Elbisesi değişti gökyüzünün; yine... Gündüz krakerini
çiğnerken aşk, birdenbire yine gecesi oldu hasreti... Bu soru işaretinin çengelli
iğne ile hayatı tutturası gelmiş ama becerememiş, eli yatkın değil.
Ağrı kesici içirmiyorum aşka, başı dönüyor sonra. Her acı vereni
kendisine; yaşama sebebi sanıyor. Acemi o daha. Yürütüp onu ezberimde, bana
çarptığı ve kalbimden özür dilediği emekleme dönemlerini anlatıyorum aşka.
Sonra o geliyor karşıdan. Gözleri tıpkı gecenin elbisesi
gibi, ışıl ışıl; şehrin bütün alacasını kapıp gözlerine zerk etmiş. Gözlerim
kamaşıyor. Cebinden bir anahtar düşürüyor, her hâli sükûnetli bir mutluluk gibi
olan eklemlerinden bir cesaretle özür dileyip yere eğilerek anahtarını alıyor.
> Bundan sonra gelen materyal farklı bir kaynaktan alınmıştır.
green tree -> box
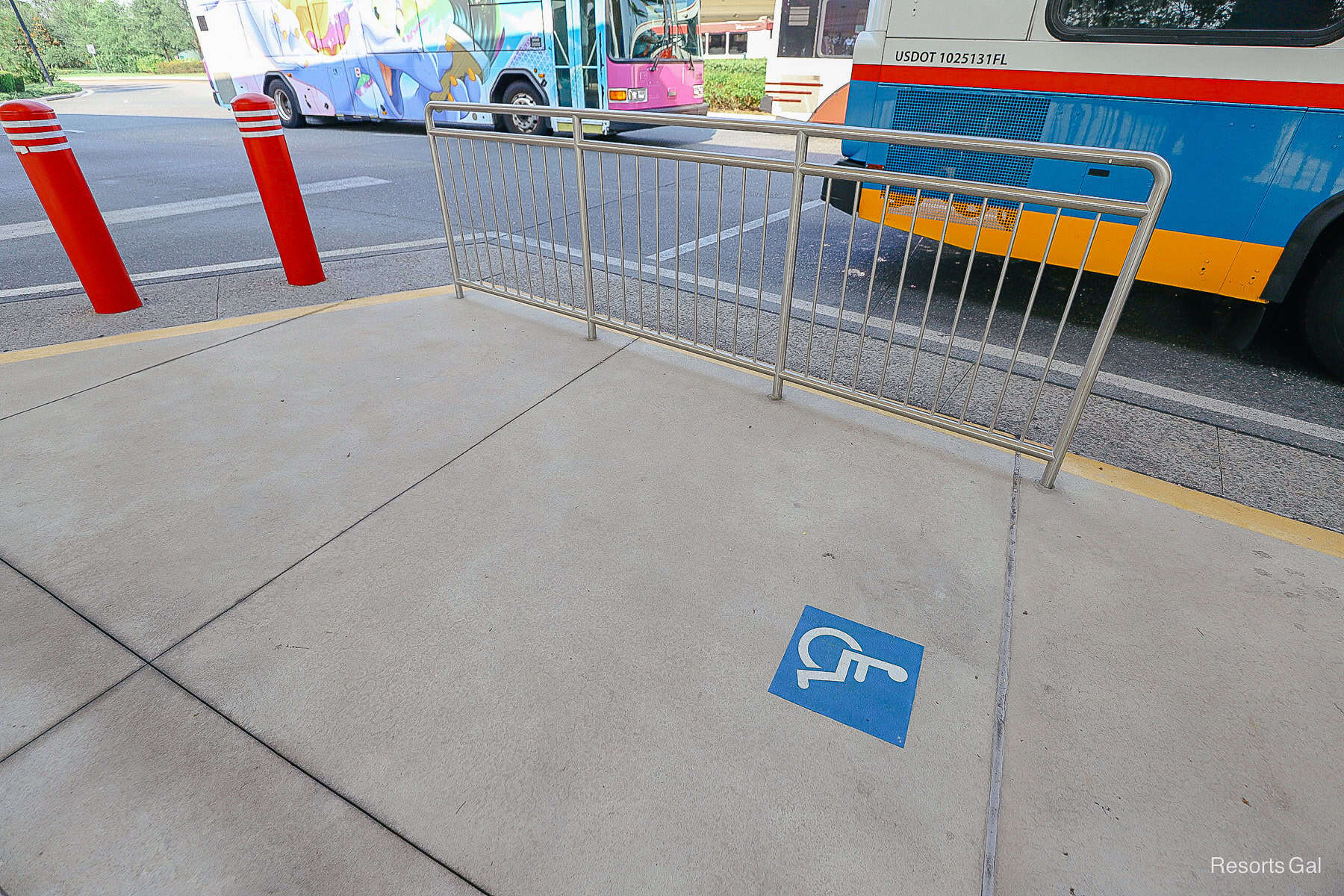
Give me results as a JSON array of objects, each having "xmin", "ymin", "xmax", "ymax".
[{"xmin": 131, "ymin": 0, "xmax": 200, "ymax": 59}]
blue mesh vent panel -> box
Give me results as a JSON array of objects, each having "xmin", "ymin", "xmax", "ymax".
[{"xmin": 883, "ymin": 90, "xmax": 1050, "ymax": 187}]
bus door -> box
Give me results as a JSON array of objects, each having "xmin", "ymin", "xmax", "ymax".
[{"xmin": 550, "ymin": 0, "xmax": 602, "ymax": 112}]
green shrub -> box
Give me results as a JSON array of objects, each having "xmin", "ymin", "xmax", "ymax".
[
  {"xmin": 704, "ymin": 59, "xmax": 765, "ymax": 111},
  {"xmin": 155, "ymin": 59, "xmax": 205, "ymax": 75},
  {"xmin": 0, "ymin": 81, "xmax": 79, "ymax": 99}
]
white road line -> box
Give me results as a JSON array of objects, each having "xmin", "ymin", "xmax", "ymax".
[
  {"xmin": 0, "ymin": 177, "xmax": 388, "ymax": 240},
  {"xmin": 0, "ymin": 237, "xmax": 447, "ymax": 302},
  {"xmin": 467, "ymin": 231, "xmax": 1344, "ymax": 445},
  {"xmin": 794, "ymin": 295, "xmax": 1344, "ymax": 445},
  {"xmin": 645, "ymin": 199, "xmax": 823, "ymax": 262}
]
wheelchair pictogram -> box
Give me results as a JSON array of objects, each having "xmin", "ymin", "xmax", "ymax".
[{"xmin": 798, "ymin": 626, "xmax": 910, "ymax": 691}]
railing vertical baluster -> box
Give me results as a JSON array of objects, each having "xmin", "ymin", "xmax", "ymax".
[
  {"xmin": 595, "ymin": 143, "xmax": 625, "ymax": 320},
  {"xmin": 850, "ymin": 184, "xmax": 891, "ymax": 390},
  {"xmin": 606, "ymin": 155, "xmax": 630, "ymax": 324},
  {"xmin": 751, "ymin": 170, "xmax": 774, "ymax": 360},
  {"xmin": 500, "ymin": 144, "xmax": 535, "ymax": 296},
  {"xmin": 714, "ymin": 165, "xmax": 723, "ymax": 351},
  {"xmin": 566, "ymin": 116, "xmax": 602, "ymax": 340},
  {"xmin": 876, "ymin": 187, "xmax": 924, "ymax": 398},
  {"xmin": 761, "ymin": 131, "xmax": 808, "ymax": 399},
  {"xmin": 635, "ymin": 156, "xmax": 644, "ymax": 329},
  {"xmin": 426, "ymin": 133, "xmax": 464, "ymax": 298}
]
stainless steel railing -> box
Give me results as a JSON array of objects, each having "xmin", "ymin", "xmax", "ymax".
[{"xmin": 425, "ymin": 102, "xmax": 1171, "ymax": 488}]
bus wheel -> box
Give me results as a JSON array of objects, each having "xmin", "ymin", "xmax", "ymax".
[
  {"xmin": 1301, "ymin": 246, "xmax": 1344, "ymax": 380},
  {"xmin": 266, "ymin": 78, "xmax": 308, "ymax": 128},
  {"xmin": 496, "ymin": 81, "xmax": 547, "ymax": 137}
]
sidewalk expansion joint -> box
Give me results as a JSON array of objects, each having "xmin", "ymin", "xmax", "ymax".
[
  {"xmin": 0, "ymin": 561, "xmax": 500, "ymax": 896},
  {"xmin": 147, "ymin": 337, "xmax": 638, "ymax": 665},
  {"xmin": 0, "ymin": 299, "xmax": 343, "ymax": 423},
  {"xmin": 980, "ymin": 454, "xmax": 1021, "ymax": 896}
]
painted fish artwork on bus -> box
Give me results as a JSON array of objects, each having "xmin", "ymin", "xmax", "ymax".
[{"xmin": 191, "ymin": 0, "xmax": 554, "ymax": 121}]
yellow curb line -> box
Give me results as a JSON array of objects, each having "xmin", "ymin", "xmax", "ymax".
[
  {"xmin": 0, "ymin": 284, "xmax": 1344, "ymax": 559},
  {"xmin": 0, "ymin": 286, "xmax": 453, "ymax": 364},
  {"xmin": 629, "ymin": 324, "xmax": 1344, "ymax": 559}
]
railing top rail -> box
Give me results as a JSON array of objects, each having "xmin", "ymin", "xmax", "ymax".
[{"xmin": 425, "ymin": 101, "xmax": 1172, "ymax": 207}]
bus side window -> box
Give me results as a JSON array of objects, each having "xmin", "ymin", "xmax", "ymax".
[
  {"xmin": 778, "ymin": 0, "xmax": 821, "ymax": 57},
  {"xmin": 817, "ymin": 0, "xmax": 868, "ymax": 57}
]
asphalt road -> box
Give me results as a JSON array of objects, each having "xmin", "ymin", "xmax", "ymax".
[{"xmin": 0, "ymin": 79, "xmax": 1344, "ymax": 458}]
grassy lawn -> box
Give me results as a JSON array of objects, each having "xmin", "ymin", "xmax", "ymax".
[
  {"xmin": 0, "ymin": 79, "xmax": 79, "ymax": 102},
  {"xmin": 704, "ymin": 59, "xmax": 765, "ymax": 111}
]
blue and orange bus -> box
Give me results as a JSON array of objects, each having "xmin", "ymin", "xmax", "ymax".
[
  {"xmin": 190, "ymin": 0, "xmax": 707, "ymax": 133},
  {"xmin": 843, "ymin": 0, "xmax": 1344, "ymax": 378}
]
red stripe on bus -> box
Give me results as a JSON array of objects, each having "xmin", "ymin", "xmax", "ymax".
[{"xmin": 852, "ymin": 64, "xmax": 1344, "ymax": 109}]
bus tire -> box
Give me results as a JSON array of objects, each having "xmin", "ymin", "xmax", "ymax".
[
  {"xmin": 1301, "ymin": 244, "xmax": 1344, "ymax": 380},
  {"xmin": 266, "ymin": 78, "xmax": 308, "ymax": 128},
  {"xmin": 494, "ymin": 79, "xmax": 550, "ymax": 137}
]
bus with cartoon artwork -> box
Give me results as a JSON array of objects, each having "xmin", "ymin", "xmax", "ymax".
[
  {"xmin": 832, "ymin": 0, "xmax": 1344, "ymax": 378},
  {"xmin": 190, "ymin": 0, "xmax": 709, "ymax": 134}
]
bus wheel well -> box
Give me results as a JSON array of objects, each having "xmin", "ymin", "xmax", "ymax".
[
  {"xmin": 1284, "ymin": 215, "xmax": 1344, "ymax": 306},
  {"xmin": 1260, "ymin": 193, "xmax": 1344, "ymax": 304},
  {"xmin": 491, "ymin": 69, "xmax": 546, "ymax": 102}
]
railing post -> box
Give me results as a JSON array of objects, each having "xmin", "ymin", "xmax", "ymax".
[
  {"xmin": 1037, "ymin": 163, "xmax": 1172, "ymax": 489},
  {"xmin": 574, "ymin": 116, "xmax": 605, "ymax": 338},
  {"xmin": 761, "ymin": 131, "xmax": 808, "ymax": 400},
  {"xmin": 435, "ymin": 126, "xmax": 464, "ymax": 298}
]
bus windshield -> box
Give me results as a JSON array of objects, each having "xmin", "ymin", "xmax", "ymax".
[{"xmin": 608, "ymin": 0, "xmax": 700, "ymax": 60}]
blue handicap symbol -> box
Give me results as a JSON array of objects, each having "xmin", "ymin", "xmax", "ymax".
[{"xmin": 770, "ymin": 606, "xmax": 924, "ymax": 748}]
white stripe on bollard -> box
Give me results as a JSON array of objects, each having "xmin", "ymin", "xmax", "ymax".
[{"xmin": 13, "ymin": 141, "xmax": 70, "ymax": 156}]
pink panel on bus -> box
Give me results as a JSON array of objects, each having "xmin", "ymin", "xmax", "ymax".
[{"xmin": 606, "ymin": 59, "xmax": 704, "ymax": 109}]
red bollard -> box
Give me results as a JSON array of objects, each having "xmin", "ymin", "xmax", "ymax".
[
  {"xmin": 0, "ymin": 99, "xmax": 140, "ymax": 314},
  {"xmin": 232, "ymin": 93, "xmax": 326, "ymax": 286}
]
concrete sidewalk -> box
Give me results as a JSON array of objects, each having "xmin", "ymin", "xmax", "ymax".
[{"xmin": 0, "ymin": 290, "xmax": 1344, "ymax": 896}]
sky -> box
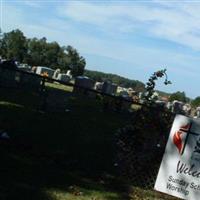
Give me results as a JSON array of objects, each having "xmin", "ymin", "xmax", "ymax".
[{"xmin": 0, "ymin": 0, "xmax": 200, "ymax": 98}]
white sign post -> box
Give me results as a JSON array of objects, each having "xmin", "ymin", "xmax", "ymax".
[{"xmin": 154, "ymin": 115, "xmax": 200, "ymax": 200}]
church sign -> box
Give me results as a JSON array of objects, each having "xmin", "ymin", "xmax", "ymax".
[{"xmin": 154, "ymin": 115, "xmax": 200, "ymax": 200}]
Gecenin yaramaz ve bir türlü uyumayan baykuşundan rica ediyorum;
anahtarın neye ait olduğunu ona sorması için. Ben soramam. Karşı kıyısına
geçemedim yüreğinin. Baykuşun kulağına eğiliyor, fısıltılı: dudak okuyorum, bir
türlü yüreğini okuyamamışken.
“Bu anahtar, yüreğimin...”
Eyvah! Anahtarı yüreğinin...
Kısmetimin ismet zamanı; geceler gündüzle eşitlenir,
ellerindeki yaşama sevinci ellerime konar belki, o anahtarı çalsam mı?
Eğer bu aciz hırsızı
kovalamayacaksa şehrin ışıkları ve gözleri; ben, hazırım.
En günahkâr yerinden kıvrılıp ayak dibindeki ezilmiş zaman
olabilirim, görünmüyorum, ayakkabısının tekdüze izi olabilirim. Her şey olabilirim,
kalbinde bir şey olabilmek için...
Baykuş bizi yalnız bıraktı. Yürüyorum, kalbim denize ilk
defa girecek olmanın heyecanı gibi bir heyecan yaşıyor, ona yaklaşırken ben.
Kalbimin ziline uyanmasın, anahtarı cebinde...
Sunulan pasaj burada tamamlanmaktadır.